Houve aceite do pessimismo também. Silvio Almeida entregou-se ao realismo e reconheceu a incompatibilidade do cenário nacional com o roteiro idealizado na Constituição. 

 

"À medida que as desigualdades vão aumentando, as condições de humanidade vão se movimentando também", explica o professor. "A noção de humanidade foi construída inclusive sobre o que não é humano. O racismo nasceu da concepção do que não é humanidade". 

 

Os olhos brilhavam na plateia. O deleite se refletia nas lentes do ministro, que não esperava as palmas cessarem para retomar seu discurso.
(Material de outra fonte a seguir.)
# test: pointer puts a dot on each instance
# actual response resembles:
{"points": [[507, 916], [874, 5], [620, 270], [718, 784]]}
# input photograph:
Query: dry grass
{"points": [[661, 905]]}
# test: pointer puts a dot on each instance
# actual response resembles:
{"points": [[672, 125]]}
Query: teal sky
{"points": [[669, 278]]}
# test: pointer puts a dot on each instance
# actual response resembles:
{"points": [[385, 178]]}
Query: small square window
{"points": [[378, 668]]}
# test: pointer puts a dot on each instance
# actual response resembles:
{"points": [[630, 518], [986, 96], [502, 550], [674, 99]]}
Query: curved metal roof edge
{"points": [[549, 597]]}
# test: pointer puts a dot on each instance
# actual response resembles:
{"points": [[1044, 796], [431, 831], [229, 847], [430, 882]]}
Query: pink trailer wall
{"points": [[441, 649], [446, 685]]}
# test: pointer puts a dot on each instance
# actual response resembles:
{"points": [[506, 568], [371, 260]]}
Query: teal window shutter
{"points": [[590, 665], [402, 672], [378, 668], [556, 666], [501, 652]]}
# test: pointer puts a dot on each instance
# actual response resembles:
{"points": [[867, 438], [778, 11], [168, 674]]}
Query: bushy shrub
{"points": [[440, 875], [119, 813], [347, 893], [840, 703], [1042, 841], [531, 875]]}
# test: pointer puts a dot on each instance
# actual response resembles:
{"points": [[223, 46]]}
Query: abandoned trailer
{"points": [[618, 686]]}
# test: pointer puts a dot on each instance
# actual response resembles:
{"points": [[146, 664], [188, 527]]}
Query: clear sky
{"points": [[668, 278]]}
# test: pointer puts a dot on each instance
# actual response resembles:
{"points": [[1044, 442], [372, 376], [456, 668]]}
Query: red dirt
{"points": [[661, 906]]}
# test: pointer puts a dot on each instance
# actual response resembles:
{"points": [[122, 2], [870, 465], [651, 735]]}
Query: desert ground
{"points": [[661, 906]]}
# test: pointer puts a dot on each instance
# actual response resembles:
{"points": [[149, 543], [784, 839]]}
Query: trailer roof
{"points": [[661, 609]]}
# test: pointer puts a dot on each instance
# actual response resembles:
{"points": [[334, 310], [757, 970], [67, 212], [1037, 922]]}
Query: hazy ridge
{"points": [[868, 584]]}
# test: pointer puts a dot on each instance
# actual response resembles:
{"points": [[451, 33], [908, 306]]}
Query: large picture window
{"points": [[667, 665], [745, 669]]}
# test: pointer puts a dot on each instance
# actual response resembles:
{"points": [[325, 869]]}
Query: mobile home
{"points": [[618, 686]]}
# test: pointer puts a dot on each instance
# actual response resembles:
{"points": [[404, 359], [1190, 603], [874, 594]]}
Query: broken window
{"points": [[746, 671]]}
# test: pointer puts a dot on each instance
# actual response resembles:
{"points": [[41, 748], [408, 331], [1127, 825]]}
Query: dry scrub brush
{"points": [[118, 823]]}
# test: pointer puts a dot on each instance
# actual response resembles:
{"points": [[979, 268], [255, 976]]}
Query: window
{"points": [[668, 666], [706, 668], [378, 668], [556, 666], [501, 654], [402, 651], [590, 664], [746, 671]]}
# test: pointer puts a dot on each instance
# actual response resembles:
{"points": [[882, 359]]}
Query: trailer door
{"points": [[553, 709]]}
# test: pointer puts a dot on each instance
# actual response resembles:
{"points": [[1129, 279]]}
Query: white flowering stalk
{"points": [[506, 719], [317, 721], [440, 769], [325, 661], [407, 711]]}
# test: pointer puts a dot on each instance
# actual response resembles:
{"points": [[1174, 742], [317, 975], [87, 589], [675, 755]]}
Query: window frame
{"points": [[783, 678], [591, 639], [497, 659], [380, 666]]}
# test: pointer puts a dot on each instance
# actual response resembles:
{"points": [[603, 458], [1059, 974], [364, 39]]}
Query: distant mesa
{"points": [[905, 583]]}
Erguia-se no púlpito como professor de todos aqueles estudantes, em uma matéria que o país insiste em reprovar. 

 

"É um país que tem um problema muito sério em estabelecer uma cultura democrática", destaca. "A mudança nunca é uma luta individual”.

 

"Se a gente não começar a discutir Direitos Humanos com economia, é só conversa fiada", decreta o ministro. "Não existe economia sem gente. Alguns até queriam, e até tentam".

 

Não faltaram críticas à gestão anterior, ainda que generalizadas e sutis - como se fosse necessário dar nome aos bois. No conforto da ininterrupção, Silvio Almeida apontou o encarceramento em massa e o projeto econômico de genocídio como principais fomentos à concentração de renda no Brasil e no mundo. 

 

"Para viver numa sociedade como a nossa, a gente normaliza o absurdo", lamenta. "Não aceitem isso nunca. É inadmissível que as pessoas tenham fome. Não podemos normalizar o que é historicamente absurdo".